AN unqualified builder, who overcharged customers and failed to complete jobs, has been jailed after being unable to raise funds to compensate the victims.

Darren Paterson admitted four charges of misleading customers and one of fraud, over a period between January 2014 and August 2018, when he appeared at Durham Crown Court earlier this year.

The court heard his company, Jaxon Joinery, undertook extensions, garage conversions and bathroom installations at properties across the North-East.

But the 49-year-old defendant, of Jack Lawson Terrace, Wheatley Hill, County Durham, would ask customers for extra payment midway through projects, supposedly for further materials, and would leave jobs uncompleted, with the victims then having to fork out more money to finish the work, or to put right his shoddy workmanship.

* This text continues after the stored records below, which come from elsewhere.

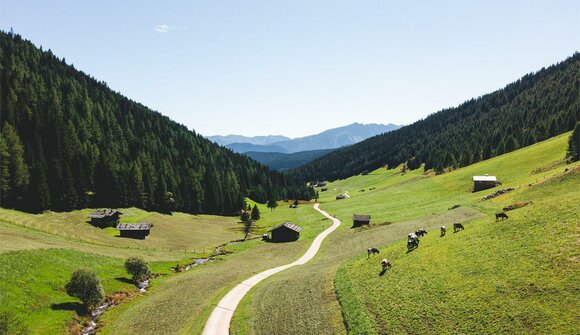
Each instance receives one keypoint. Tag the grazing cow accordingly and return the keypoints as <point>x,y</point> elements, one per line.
<point>420,232</point>
<point>457,227</point>
<point>385,264</point>
<point>372,251</point>
<point>501,215</point>
<point>412,244</point>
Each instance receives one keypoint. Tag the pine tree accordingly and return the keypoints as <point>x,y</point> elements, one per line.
<point>255,213</point>
<point>19,176</point>
<point>573,152</point>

Addressing Paterson at the court, in May, Judge Ray Singh said a prison sentence was “upper most” in his mind, but he challenged Paterson to raise £26,172 to pay his clients for the losses they incurred, which he added, “may be a persuasive factor”, when it came to the outcome of the case.

But, following a six-month deferment of sentence, the defendant returned to court having failed to raise any of the compensation figure.

Paterson, who told the judge in May that he thought it, “would be possible” to raise the money, said that during the past six months he had lost his job and had a number of family issues.

He apologised for failing to come up with the cash and said he has been, “through hell and torture” in that time, having, "applied everywhere,” for loans.

But he said he now has found a job and asked the judge for more time to raise the compensation figure.

His counsel, Lewis Kerr, told the court he was offering to pay back £1,000 a month and said there was a low risk of his client reoffending.

But Judge Singh dismissed the defendant’s apology and his request for further time to meet the compensation payment.

He told Paterson: “You made an awful lot of excuses to your customers as well.

“You knew the ramifications of turning up to court today.”

Imposing a prison sentence of 58 weeks, he added there was, “no doubt in my mind” that the defendant was not going to pay the money back to the customers he defrauded and misled.

The case was brought by Durham County Council’s trading standards department.

Speaking after the hearing, Owen Cleugh, public protection manager for the council, said: “Mr Paterson’s misleading business practices left his victims thousands of pounds out of pocket and caused them considerable stress.

“We are pleased with the judge’s decision to impose a custodial sentence which demonstrates how seriously the courts take such offences.

“Our trading standards team will always seek to support legitimate traders and protect consumers and will take the necessary action against those who mislead or act fraudulently.”